Sempre me lembro da frase de John Masefield em "Um livro de duas espécies: Envelhecendo": Fique comigo, beleza, porque o fogo está morrendo".
Masefield situa o fogo da juventude bem ao lado da força da beleza ; a extinção de um leva ao abandono da outra, que com o fogo do vigor entranha a individualidade da beleza, o diagnóstico de uma felicidade etérea, passageira, fugidia, porém tão desejada.
Escrevo hoje para todas as mulheres, que como eu, estão envelhecendo.
Fique comigo, beleza, porque o fogo está morrendo... e morrendo está o fogo que nunca jurou ser fátuo, o fogo alto, combustado de duplas cores, ora o vermelho apaixonado, ora o azul belo, sensual, carnal, da velhice afastado...
Fique comigo, beleza... porque me morre a pele acentinada, me morre o canto dos olhos que eu pintava de preto e de dourado, me morre o bater dos cílios grossos, da pintura de Cleópatra na cara... Fique comigo, beleza... porque me morrem os brilhos dos cabelos, os fios esticados dos rabos de cavalo, pura crina e puro chiado quando eu os jogava para cima e para baixo...
Fique comigo, beleza, porque o fogo está morrendo, e se morrendo se extingue, de que modo andará a minha cara marcada? Dentro do livro de um neto, marcado para marcar página? Está morrendo, beleza... então fica ao meu lado... tinge de negro meus atuais fios finos de tão alvos, sobrancelhas deformadas, nariz adunco que o chão encara, pernas de manchas várias.... fica comigo, beleza, porque o fogo está morrendo... não morra mais do que o fogo que já me morre mais do que a graça.
Uma mulher sem o viço da beleza apenas possui duas personalidades: uma é o benfeitor espelho verde dos anos passados e outra é o delator do espelho negro do murchado.
Assim, fique comigo beleza, porque o fogo está morrendo... e não me venha, beleza, falar-me da sabedoria dos anos que o fogo quase extinto deixou-me por legado... fique comigo, beleza, que sabedoria da pele fresca é a melhor de todas as sabedorias: ao mesmo tempo que não ensina, nos exata.
Fique comigo, para que o pouco fogo que ainda vive nunca se apague, e para que dentro dos nossos olhos ainda brilhe aquela faísca erótica de asseio e plástica.

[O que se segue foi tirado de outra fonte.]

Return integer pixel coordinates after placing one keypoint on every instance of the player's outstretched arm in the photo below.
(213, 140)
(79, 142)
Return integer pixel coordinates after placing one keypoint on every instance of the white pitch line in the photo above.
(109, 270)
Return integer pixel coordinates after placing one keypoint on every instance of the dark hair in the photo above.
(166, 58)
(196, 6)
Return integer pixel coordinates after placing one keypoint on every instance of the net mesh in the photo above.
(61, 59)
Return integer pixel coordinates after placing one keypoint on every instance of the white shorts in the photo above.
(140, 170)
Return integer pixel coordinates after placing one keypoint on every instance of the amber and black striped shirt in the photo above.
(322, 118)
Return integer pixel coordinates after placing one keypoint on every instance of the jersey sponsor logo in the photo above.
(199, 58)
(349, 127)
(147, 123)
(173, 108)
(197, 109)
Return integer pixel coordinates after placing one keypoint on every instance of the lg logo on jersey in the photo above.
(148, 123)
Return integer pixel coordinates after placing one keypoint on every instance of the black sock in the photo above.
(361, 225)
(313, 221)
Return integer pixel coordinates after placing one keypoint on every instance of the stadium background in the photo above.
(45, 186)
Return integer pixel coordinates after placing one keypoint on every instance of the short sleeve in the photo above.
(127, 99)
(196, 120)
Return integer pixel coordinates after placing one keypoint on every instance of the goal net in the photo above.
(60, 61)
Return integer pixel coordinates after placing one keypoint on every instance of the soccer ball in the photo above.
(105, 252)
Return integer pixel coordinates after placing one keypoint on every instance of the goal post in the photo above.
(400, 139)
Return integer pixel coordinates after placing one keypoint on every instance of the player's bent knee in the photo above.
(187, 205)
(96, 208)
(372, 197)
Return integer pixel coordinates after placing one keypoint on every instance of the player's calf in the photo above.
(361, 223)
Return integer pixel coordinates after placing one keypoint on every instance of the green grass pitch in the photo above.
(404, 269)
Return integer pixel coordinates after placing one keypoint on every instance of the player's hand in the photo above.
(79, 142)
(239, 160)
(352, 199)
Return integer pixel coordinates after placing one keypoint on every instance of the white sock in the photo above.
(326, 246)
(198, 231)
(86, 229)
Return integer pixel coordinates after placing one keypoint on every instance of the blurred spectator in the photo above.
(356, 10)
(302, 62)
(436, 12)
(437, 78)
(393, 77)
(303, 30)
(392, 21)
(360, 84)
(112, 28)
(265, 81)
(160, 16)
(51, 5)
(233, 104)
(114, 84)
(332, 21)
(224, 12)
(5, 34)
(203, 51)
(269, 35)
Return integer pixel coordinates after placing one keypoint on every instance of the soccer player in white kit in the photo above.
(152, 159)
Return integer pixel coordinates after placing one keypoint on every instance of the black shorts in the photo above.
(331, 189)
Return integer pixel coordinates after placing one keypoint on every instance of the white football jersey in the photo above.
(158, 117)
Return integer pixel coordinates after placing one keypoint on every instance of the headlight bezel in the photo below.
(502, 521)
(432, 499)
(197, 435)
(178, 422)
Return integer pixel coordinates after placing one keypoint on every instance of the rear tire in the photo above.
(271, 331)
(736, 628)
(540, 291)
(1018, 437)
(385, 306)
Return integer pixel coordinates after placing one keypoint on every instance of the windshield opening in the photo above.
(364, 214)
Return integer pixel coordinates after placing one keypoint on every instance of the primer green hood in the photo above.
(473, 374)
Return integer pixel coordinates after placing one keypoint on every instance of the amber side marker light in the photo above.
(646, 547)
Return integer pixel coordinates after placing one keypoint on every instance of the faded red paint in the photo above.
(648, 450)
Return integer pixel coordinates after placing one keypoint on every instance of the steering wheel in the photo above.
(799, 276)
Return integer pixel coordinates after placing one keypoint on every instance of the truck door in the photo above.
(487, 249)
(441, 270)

A despeito de minha inteligência, desta minha bravura, das tempestades enfrentadas em meio aos filhos hoje adultos que alimentei, das intermináveis jornadas, das mesas postas às moles papas, do colo quente às sexuais noites selvagens, é ainda o fogo significativo da beleza o que me faz olhar para trás e me faz orgulhar das minhas pegadas...que vá o fogo frágil, mas fique comigo, perseguida beleza ... até que a vida se acabe.